Vallée Sud Grand Paris regroupe 11 villes du sud des Hauts-de-Seine, dont Bourg-la-Reine, Châtenay-Malabry, Fontenay-aux-Roses et Sceaux. La future composition de l’assemblée territoriale dépendra du résultat des élections municipales dans chacune de ces 11 villes. La Gazette a interrogé les candidats sur la manière dont ils voient la relation entre leur ville et VSGP. On trouvera en fin d’article une description de cette intercommunalité.

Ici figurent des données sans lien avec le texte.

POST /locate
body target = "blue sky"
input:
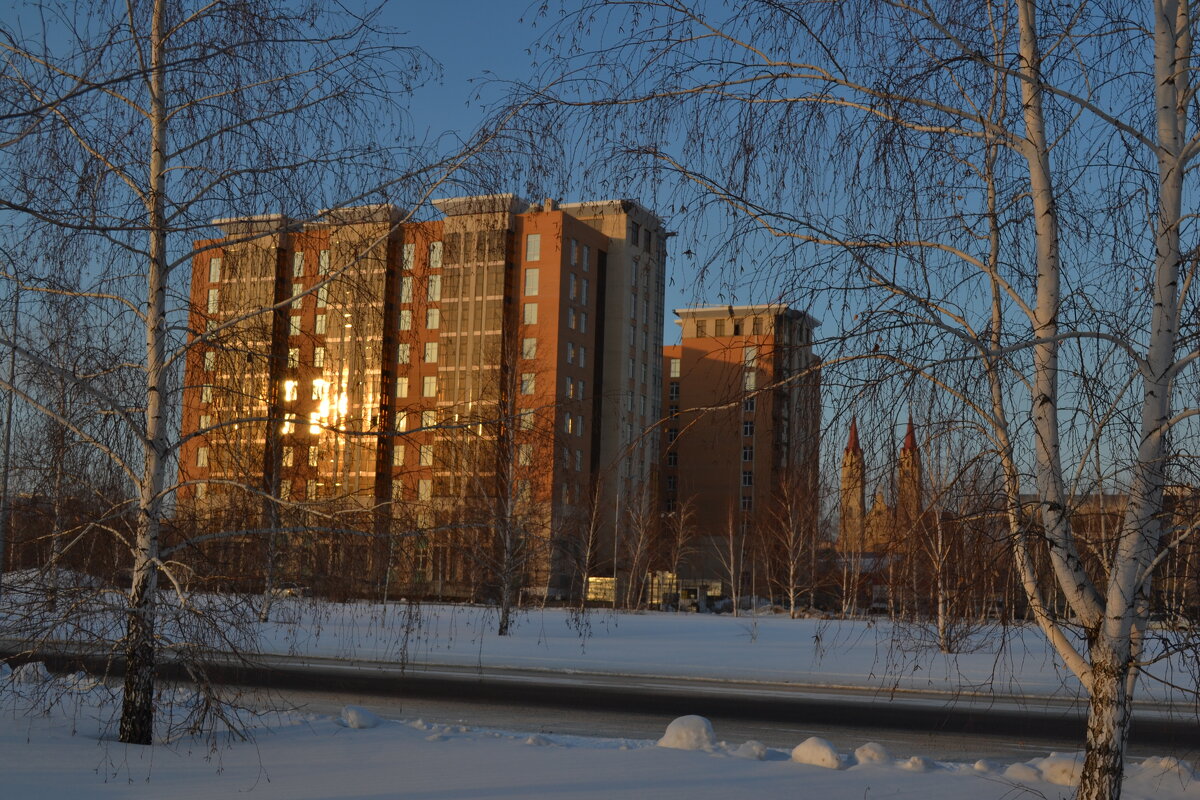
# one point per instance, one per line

Une action territoriale mal connue
VSGP a un budget de fonctionnement de 260M€ environ. On trouve sur son site les rapports d’activité annuels, le magazine de VSGP, ONZE, est diffusé dans nos boites aux lettres. Mais la réalité est que tout cela est loin du citoyen. Certes, une partie des décisions prises à ce niveau sont purement techniques. Le citoyen fera confiance aux ingénieurs de l’activité voirie pour choisir les enrobés les plus adaptés. Mais d’autres décisions le concernent plus directement, que ce soient les modifications de modalités de ramassage des ordures ou des encombrants ou les horaires du Paladin. La décision d’investir dans des bennes à hydrogène est une décision éminemment politique. La loi prévoit que VSGP élabore un Plan Climat, Air, Energie Territorial (PCAET), ce qui est également une décision politique.
L’assemblée territoriale étant une émanation des conseils municipaux, il parait normal que les candidats aux municipales intègrent à leur programme ce qu’ils souhaitent pour le territoire. A lire les différents programmes, ce n’est pas évident pour l’instant.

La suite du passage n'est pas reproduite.